Retries and Backoff

Jobs fail

The email service returns a 503. The PDF generator runs out of memory. The inventory API times out. Jobs fail for the same reasons HTTP requests fail — transient errors, service outages, network issues.

The difference: an HTTP request must respond to the user immediately. A job can wait and try again. This makes retries natural for background jobs.

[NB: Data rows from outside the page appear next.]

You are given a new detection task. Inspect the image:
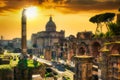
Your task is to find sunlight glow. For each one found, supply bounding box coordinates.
[26,6,38,18]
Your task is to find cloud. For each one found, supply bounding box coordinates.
[0,0,120,14]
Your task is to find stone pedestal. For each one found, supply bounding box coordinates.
[74,56,93,80]
[107,54,120,80]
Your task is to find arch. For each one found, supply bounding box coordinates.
[91,41,101,57]
[78,42,88,55]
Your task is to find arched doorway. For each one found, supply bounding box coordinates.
[92,42,101,57]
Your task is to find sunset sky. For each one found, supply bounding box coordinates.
[0,0,120,39]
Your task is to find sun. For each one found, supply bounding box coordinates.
[25,6,38,18]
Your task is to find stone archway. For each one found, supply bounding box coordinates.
[78,42,88,55]
[91,41,101,57]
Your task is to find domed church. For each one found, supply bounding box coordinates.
[31,16,65,52]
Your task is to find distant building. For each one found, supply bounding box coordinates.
[31,17,65,53]
[77,31,93,39]
[117,14,120,22]
[12,38,21,48]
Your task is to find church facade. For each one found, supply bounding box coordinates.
[31,17,65,53]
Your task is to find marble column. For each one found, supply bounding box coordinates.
[74,55,93,80]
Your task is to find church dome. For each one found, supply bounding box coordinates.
[46,17,56,31]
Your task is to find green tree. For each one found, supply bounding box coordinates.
[108,23,120,36]
[89,13,115,35]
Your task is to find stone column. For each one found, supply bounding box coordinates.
[21,9,27,57]
[74,56,93,80]
[107,54,120,80]
[98,49,109,80]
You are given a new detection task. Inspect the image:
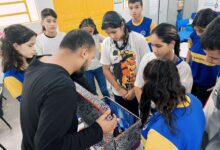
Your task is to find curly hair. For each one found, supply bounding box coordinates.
[1,24,37,72]
[140,59,186,131]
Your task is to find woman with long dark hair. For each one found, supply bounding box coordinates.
[1,24,37,101]
[134,23,193,100]
[187,8,220,106]
[101,11,150,115]
[140,59,205,150]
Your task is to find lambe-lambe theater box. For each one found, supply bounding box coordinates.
[75,83,141,150]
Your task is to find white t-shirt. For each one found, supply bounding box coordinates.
[100,31,150,96]
[35,32,65,55]
[88,34,104,70]
[134,53,193,93]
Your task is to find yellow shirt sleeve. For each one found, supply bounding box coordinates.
[142,129,178,150]
[188,38,192,50]
[150,22,157,32]
[4,76,22,98]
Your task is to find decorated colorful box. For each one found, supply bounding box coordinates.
[75,83,141,150]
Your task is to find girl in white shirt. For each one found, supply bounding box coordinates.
[100,11,150,115]
[134,23,193,100]
[79,18,109,97]
[36,8,65,55]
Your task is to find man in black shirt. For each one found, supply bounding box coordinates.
[20,30,117,150]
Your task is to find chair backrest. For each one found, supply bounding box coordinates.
[0,84,3,117]
[191,12,196,19]
[176,19,189,31]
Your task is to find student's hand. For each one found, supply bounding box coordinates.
[207,86,214,92]
[117,87,128,98]
[125,88,135,101]
[96,111,117,135]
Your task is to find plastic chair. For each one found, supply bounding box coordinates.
[176,19,189,31]
[0,84,12,129]
[191,12,196,19]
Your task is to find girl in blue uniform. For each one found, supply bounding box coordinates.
[187,8,220,106]
[140,59,205,150]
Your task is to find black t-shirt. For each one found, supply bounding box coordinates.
[20,59,103,150]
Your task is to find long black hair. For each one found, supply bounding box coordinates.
[41,8,57,31]
[192,8,218,28]
[1,24,37,72]
[151,23,180,56]
[79,18,99,35]
[140,59,186,131]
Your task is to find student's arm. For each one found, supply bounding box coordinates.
[179,63,193,93]
[34,87,103,150]
[70,73,98,95]
[134,55,148,102]
[186,39,192,63]
[138,33,150,58]
[4,76,22,101]
[143,129,178,150]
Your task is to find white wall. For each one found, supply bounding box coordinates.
[183,0,199,19]
[198,0,220,11]
[0,0,54,33]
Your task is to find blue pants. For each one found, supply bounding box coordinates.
[85,67,109,97]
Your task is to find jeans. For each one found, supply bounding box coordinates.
[85,67,109,97]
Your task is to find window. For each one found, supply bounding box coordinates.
[0,0,39,27]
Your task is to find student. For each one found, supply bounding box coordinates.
[127,0,156,43]
[187,8,220,106]
[134,23,193,100]
[79,18,109,97]
[20,30,117,150]
[36,8,65,55]
[201,17,220,150]
[1,24,37,101]
[100,11,150,115]
[140,59,205,150]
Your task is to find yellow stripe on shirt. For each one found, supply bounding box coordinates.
[191,52,215,66]
[142,129,178,150]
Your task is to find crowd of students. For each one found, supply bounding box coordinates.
[1,0,220,150]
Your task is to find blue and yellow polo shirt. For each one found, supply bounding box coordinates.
[141,94,205,150]
[188,31,220,88]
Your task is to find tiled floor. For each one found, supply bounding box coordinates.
[0,82,109,150]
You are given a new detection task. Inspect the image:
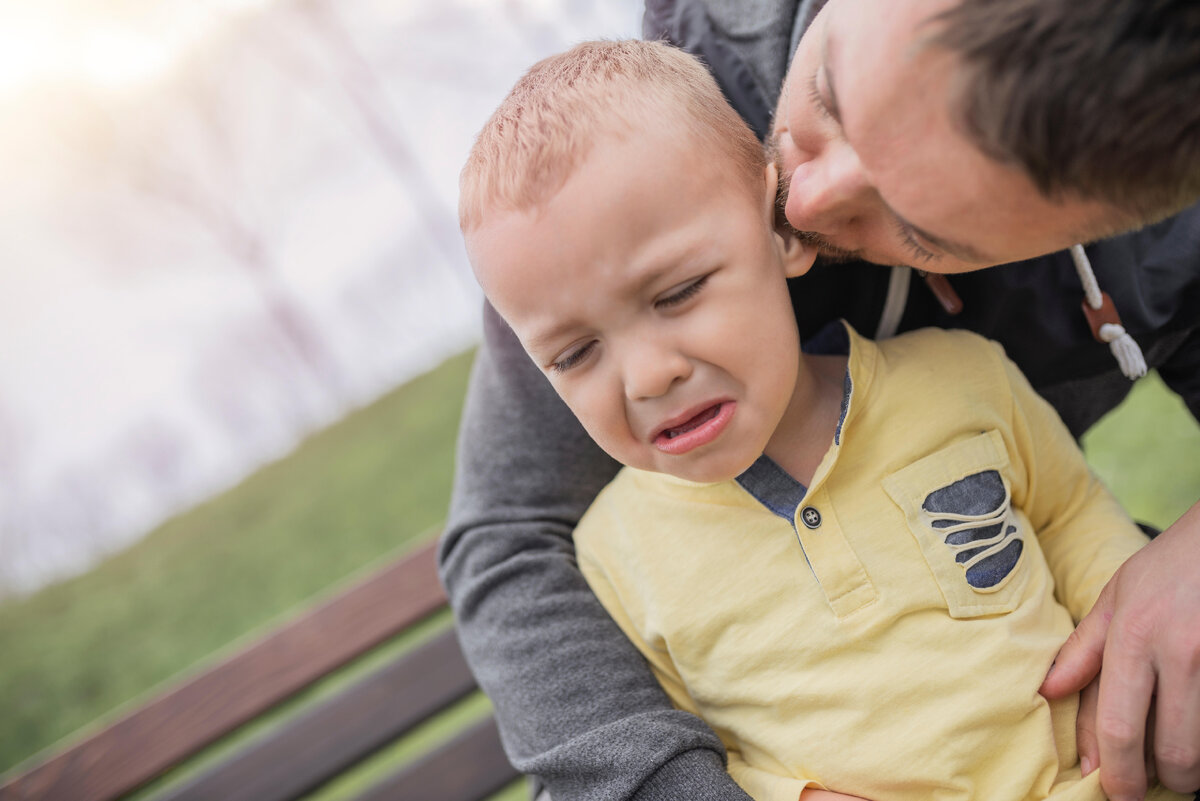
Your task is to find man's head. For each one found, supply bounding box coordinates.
[460,42,812,481]
[774,0,1200,272]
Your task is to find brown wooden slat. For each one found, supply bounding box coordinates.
[156,631,475,801]
[355,718,521,801]
[0,534,445,801]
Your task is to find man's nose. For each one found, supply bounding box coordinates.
[625,342,692,401]
[784,141,871,234]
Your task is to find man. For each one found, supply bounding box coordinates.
[442,0,1200,801]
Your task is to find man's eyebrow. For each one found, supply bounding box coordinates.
[883,208,995,264]
[821,33,842,125]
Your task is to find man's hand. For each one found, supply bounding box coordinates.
[1042,504,1200,801]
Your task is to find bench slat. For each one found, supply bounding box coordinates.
[0,543,445,801]
[158,631,475,801]
[355,718,520,801]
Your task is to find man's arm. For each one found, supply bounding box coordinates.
[439,307,749,801]
[1042,331,1200,801]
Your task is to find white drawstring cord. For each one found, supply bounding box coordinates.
[1070,245,1146,381]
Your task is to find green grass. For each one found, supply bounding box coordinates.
[0,354,470,771]
[0,354,1200,801]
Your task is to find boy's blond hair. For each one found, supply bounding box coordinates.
[458,40,766,233]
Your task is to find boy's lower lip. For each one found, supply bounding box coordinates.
[654,401,737,456]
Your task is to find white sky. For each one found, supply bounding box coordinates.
[0,0,269,98]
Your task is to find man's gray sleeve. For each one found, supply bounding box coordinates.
[439,299,749,801]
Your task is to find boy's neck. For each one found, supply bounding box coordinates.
[766,354,848,487]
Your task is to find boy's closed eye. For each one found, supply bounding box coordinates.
[654,273,712,308]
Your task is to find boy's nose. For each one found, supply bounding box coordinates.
[784,141,871,235]
[625,344,692,401]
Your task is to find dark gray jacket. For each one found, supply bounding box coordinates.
[440,0,1200,801]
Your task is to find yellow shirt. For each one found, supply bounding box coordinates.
[575,326,1183,801]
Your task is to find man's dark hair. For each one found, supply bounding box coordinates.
[932,0,1200,222]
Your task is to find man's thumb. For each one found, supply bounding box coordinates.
[1038,577,1116,698]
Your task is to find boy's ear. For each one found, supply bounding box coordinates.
[763,162,817,278]
[775,225,817,278]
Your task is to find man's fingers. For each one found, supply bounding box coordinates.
[1096,627,1154,801]
[1075,679,1100,776]
[1154,647,1200,793]
[1039,572,1120,698]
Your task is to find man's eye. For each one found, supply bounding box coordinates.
[654,276,708,308]
[896,221,937,264]
[550,342,596,373]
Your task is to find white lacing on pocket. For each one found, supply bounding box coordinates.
[920,486,1020,571]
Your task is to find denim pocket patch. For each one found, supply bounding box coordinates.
[920,470,1025,592]
[883,430,1028,618]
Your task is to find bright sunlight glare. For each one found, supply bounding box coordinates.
[0,0,272,97]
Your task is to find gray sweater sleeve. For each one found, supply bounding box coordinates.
[439,306,749,801]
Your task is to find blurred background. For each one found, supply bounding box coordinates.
[0,0,1200,797]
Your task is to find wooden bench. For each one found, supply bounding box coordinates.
[0,543,517,801]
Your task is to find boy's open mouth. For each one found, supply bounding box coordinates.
[662,403,721,439]
[654,401,736,454]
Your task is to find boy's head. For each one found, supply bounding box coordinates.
[460,42,812,481]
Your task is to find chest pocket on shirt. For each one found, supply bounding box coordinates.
[883,430,1028,618]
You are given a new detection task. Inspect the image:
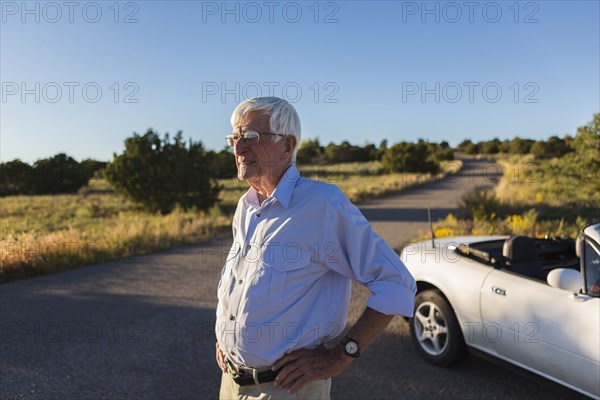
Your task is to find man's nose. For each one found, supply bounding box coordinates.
[233,138,248,156]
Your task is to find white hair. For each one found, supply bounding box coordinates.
[231,97,301,162]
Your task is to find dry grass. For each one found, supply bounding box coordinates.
[0,162,461,282]
[434,156,600,237]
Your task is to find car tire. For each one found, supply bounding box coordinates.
[410,290,468,366]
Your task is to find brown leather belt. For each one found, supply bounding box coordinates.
[225,359,279,386]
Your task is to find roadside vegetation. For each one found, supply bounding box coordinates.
[0,161,461,282]
[434,114,600,237]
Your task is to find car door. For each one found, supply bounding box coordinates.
[480,270,600,396]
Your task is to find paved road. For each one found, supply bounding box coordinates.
[0,161,577,400]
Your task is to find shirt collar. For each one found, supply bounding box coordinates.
[246,164,300,209]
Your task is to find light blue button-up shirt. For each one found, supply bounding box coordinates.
[215,165,416,368]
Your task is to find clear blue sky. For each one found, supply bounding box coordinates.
[0,0,600,162]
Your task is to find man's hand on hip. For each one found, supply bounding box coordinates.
[273,345,354,393]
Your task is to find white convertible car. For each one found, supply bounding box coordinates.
[401,223,600,399]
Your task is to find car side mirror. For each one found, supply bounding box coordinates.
[546,268,583,293]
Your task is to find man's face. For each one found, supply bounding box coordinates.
[233,112,290,186]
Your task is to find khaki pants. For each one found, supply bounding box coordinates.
[219,374,331,400]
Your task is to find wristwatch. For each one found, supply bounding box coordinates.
[342,336,360,358]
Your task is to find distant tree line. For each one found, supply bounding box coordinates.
[0,153,106,196]
[456,135,573,159]
[104,129,236,214]
[297,138,454,173]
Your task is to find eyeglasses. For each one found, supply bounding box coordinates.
[225,131,285,147]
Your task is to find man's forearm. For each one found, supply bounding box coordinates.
[346,307,394,351]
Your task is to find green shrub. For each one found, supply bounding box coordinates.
[104,130,221,214]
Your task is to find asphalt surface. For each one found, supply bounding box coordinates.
[0,160,580,400]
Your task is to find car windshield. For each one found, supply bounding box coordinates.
[583,238,600,297]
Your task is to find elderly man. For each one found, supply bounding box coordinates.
[215,97,416,399]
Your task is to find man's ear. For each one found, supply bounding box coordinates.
[284,135,297,155]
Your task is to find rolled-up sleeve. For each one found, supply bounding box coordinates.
[326,195,416,317]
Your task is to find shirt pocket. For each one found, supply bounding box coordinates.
[263,250,311,303]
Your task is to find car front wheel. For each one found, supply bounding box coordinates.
[410,290,467,366]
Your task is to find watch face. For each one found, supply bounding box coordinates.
[346,342,358,354]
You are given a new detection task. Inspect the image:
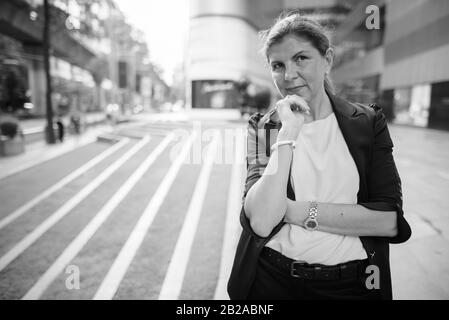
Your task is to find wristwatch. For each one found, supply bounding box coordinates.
[304,201,318,231]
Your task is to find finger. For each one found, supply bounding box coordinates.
[287,95,310,114]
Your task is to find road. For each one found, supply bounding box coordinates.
[0,113,449,300]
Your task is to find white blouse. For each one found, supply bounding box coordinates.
[266,113,367,265]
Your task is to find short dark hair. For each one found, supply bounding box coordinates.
[259,9,334,92]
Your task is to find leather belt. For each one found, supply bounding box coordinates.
[261,247,368,280]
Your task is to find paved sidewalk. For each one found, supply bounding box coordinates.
[0,125,113,179]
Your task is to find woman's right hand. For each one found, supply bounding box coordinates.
[275,95,310,141]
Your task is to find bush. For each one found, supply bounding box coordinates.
[0,122,19,139]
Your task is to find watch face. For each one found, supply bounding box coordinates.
[306,219,318,229]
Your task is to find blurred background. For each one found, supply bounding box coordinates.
[0,0,449,299]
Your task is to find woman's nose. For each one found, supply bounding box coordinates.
[284,67,298,81]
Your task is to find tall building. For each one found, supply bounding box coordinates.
[186,0,449,129]
[333,0,449,129]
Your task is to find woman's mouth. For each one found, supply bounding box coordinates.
[285,85,305,92]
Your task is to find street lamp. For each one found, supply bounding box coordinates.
[42,0,56,144]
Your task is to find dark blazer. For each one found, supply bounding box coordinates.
[228,92,411,299]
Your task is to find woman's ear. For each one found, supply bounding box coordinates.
[324,48,334,74]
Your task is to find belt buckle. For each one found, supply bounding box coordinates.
[290,260,313,278]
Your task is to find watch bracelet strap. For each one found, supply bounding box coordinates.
[270,140,296,152]
[309,201,318,219]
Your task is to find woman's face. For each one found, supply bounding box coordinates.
[267,35,333,104]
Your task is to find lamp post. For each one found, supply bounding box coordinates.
[42,0,56,144]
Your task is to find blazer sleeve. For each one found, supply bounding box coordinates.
[240,113,278,240]
[359,106,411,243]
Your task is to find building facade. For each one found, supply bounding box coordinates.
[185,0,449,129]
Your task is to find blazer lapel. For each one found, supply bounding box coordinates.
[328,92,372,201]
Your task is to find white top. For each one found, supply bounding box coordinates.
[266,113,367,265]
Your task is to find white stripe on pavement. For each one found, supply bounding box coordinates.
[159,131,218,300]
[0,137,150,271]
[22,134,175,300]
[214,131,245,300]
[0,138,130,229]
[93,132,197,300]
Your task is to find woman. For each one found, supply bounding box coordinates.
[228,12,411,299]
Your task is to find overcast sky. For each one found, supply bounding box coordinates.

How retries work in the queue

The failJob function from the Database-Backed Queues lesson already implements retries:

export function failJob(jobId: string, error: string): void {
  db.prepare(
    `
    UPDATE jobs
    SET status = CASE
          WHEN attempts + 1 >= max_attempts THEN 'failed'
          ELSE 'pending'
        END,
        attempts = attempts + 1,
        last_error = ?,
        locked_by = NULL,
        locked_at = NULL,
        updated_at = datetime('now'),
        scheduled_at = CASE
          WHEN attempts + 1 >= max_attempts THEN scheduled_at
          ELSE datetime('now', '+' || (attempts + 1) * 30 || ' seconds')
        END
    WHERE id = ?
  `,
  ).run(error, jobId);
}

When a job fails, two things happen based on the attempt count:

Retries remaining (attempts + 1 < max_attempts): The status goes back to "pending" and scheduled_at is set to a future time. The worker will pick it up again later.

No retries left (attempts + 1 >= max_attempts): The status becomes "failed" permanently. The job will not be retried.

Backoff strategy

The delay formula (attempts + 1) * 30 seconds creates linear backoff:

Attempt	Delay	Total elapsed
1	30 seconds	30s
2	60 seconds	1.5 min
3	90 seconds	3 min
4	120 seconds	5 min
5	Failed	—

[!NOTE] The Error Handling course’s Retries lesson used exponential backoff for HTTP requests (1s, 2s, 4s, 8s). For background jobs, linear backoff is often sufficient because the worker is not blocking a user request. The delays are longer (30s+) because background jobs deal with outages, not brief blips.

Choosing max_attempts

Too few (1-2): A transient error permanently fails the job. The email is never sent.

Too many (50+): A job with a permanent error (invalid email address, deleted record) retries for hours, wasting resources.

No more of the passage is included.